Mais l'hiver et sa froidure
Ont dépouillé la nature
De ses trésors :
Donc plus moyen de chercher la pâture
Dehors.
Pour l'oiseau quelle torture
Alors !
Mère jamais ne balance
A donner assistance
A ses enfants...
Voyez-vous jeunes pélicans
Sucer le sang de leur mère !
C'est le dernier secours
D'un bon cœur : l'oiseau réitère
Ce moyen qui bientôt a terminé ses jours.
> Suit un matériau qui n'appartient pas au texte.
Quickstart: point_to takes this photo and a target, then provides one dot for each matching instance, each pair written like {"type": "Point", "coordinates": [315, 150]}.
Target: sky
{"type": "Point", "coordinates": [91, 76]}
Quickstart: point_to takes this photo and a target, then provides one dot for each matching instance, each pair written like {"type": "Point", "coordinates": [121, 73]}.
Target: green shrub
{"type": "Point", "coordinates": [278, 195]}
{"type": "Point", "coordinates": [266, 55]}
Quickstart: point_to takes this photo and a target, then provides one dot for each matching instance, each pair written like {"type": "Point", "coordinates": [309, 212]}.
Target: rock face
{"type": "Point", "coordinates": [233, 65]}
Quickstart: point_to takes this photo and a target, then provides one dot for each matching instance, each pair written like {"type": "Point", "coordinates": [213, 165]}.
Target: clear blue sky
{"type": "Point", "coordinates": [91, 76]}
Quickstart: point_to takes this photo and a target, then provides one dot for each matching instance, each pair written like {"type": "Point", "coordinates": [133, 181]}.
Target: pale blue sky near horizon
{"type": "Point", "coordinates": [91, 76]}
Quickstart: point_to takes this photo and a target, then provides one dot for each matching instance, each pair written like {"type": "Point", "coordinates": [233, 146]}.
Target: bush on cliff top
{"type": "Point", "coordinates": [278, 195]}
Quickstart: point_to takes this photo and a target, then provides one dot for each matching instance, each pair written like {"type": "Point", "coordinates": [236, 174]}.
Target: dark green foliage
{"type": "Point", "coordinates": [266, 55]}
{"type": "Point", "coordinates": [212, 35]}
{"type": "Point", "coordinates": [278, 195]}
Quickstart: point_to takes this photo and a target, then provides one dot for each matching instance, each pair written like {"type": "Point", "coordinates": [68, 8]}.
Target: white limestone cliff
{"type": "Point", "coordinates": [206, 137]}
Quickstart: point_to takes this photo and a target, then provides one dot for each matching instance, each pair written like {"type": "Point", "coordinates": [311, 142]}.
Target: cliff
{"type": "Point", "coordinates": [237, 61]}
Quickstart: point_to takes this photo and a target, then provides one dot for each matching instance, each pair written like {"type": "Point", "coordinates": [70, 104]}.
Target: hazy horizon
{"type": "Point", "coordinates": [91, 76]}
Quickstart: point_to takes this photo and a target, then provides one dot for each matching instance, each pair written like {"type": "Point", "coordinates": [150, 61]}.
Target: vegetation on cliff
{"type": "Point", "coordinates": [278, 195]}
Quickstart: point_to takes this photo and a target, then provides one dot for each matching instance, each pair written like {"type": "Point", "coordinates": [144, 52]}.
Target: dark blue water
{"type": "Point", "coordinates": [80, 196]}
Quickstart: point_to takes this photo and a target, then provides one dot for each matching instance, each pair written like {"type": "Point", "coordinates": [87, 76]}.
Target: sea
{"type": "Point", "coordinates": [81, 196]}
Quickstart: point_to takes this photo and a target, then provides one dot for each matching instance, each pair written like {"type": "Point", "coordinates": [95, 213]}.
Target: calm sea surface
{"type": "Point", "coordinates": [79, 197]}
Contre ce fait que censeur ne réclame ;
Autrement je pourrais, madame,
Consigner dans mes vers
Mille exemples divers:
Point n'est besoin pour âme tendre.
Bons fils ne peuvent se méprendre
Sur le portrait que j'ai tracé,
Je dois dire esquissé.
Car comment d'une mère,
Ange tutélaire
Que nous accordent les dieux,
Peindre l'amour mystérieux?
Je me tais et j'admire...
Ah! que ne puis-je dire,
En vers harmonieux,
Ce suave sourire,
Ce céleste délire,
Ce langage des yeux;
Charmes dont la nature
Orna le cœur maternel !
Ce cœur, c'est un autel
Où brille flamme pure;
C'est un foyer éternel
Où rien ne meurt, où tout s'épure ;
C'est le séjour de la candeur ;
C'est festin que l'amour apprête
Pour le juste et pour le pécheur :
Comme le fils aimant, le fils dissipateur
A cette table s'arrête ;
Son retour complète la fête
Du bonheur.
Cœur d'une mère
C'est un mystère !
C'est un sacrificateur
Qui sur le sein de la patrie
Pose, sans balancer, son présent et sa vie,
Son avenir, sa gloire et son honneur,
Son fils! sublime courage!
Quel langage,
Tendre mère, peindrait ta générosité !
De l'immortalité
Tu placerais le privilège
Sur l'autel
Pour en doter ton fils, s'il n'était immortel...
Enfants bercés sur le cœur maternel,
Ne craignez rien; Dieu vous protège.